Das S, Olurotimi O
Department of Electrical and Computer Engineering, MS 1G5, George Mason University, Fairfax, VA 22030, USA.
IEEE Trans Neural Netw. 1998;9(5):913-36. doi: 10.1109/72.712164.
The classical stochastic analog of the deterministic linear system in engineering is the linear system driven by white noise. This model is the basis of many important engineering methodologies in stochastic control, system identification, and signal estimation, and classification. As the promise of artificial neural networks in modeling nonlinear systems continues to grow, the need for a stochastic analog with quantitative foundations for analysis and synthesis will increase. This paper (along with a companion paper) represent recent work in this direction, examining recurrent neural networks (RNN's) driven by white noise. In this paper, we examine the effect of noise on the typical continuous-time RNN model. First, we perform qualitative analysis establishing uniform boundedness of moments of the neuron states over time.

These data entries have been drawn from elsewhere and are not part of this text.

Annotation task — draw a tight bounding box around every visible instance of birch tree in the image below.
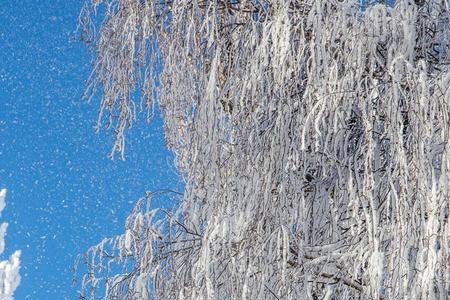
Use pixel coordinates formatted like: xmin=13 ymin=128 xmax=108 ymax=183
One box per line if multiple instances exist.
xmin=80 ymin=0 xmax=450 ymax=299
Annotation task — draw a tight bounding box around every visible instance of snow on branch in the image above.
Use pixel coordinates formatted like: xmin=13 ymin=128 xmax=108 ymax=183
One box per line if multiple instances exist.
xmin=0 ymin=189 xmax=21 ymax=300
xmin=80 ymin=0 xmax=450 ymax=299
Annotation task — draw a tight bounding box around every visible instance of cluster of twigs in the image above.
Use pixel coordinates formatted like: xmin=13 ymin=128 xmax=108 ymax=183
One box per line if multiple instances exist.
xmin=80 ymin=0 xmax=450 ymax=299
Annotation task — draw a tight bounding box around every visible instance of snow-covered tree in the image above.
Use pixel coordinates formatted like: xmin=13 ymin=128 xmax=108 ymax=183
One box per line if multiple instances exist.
xmin=80 ymin=0 xmax=450 ymax=299
xmin=0 ymin=189 xmax=21 ymax=300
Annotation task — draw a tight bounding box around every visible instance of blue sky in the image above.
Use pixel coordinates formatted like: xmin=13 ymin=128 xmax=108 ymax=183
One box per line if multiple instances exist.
xmin=0 ymin=0 xmax=181 ymax=300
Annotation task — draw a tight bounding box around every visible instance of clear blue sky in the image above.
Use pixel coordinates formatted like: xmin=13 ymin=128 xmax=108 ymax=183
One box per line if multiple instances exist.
xmin=0 ymin=0 xmax=180 ymax=300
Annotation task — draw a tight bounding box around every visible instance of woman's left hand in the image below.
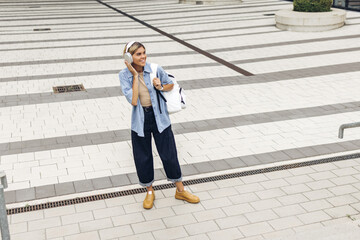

To enable practical application in RNN design and evaluation, however, it is necessary to relate these properties to useful measures that can be estimated. We thus subsequently derive bias and variance measures for the noisy RNN with respect to the corresponding deterministic RNN. This has significant practical implications, since neural-network design is nonminimal in the sense that several different networks can be constructed to solve the same problem. The results in this paper allow the user to quantitatively evaluate given RNN's for noise performance. In addition, the designer can use these results to constrain the design space so that the achieved design satisfies performance specifications whenever possible. An example is provided using the measures derived in this paper to predetermine the best among several RNN designs for a given problem. The companion paper presents results for the discrete-time (so-called time-lagged recurrent) case.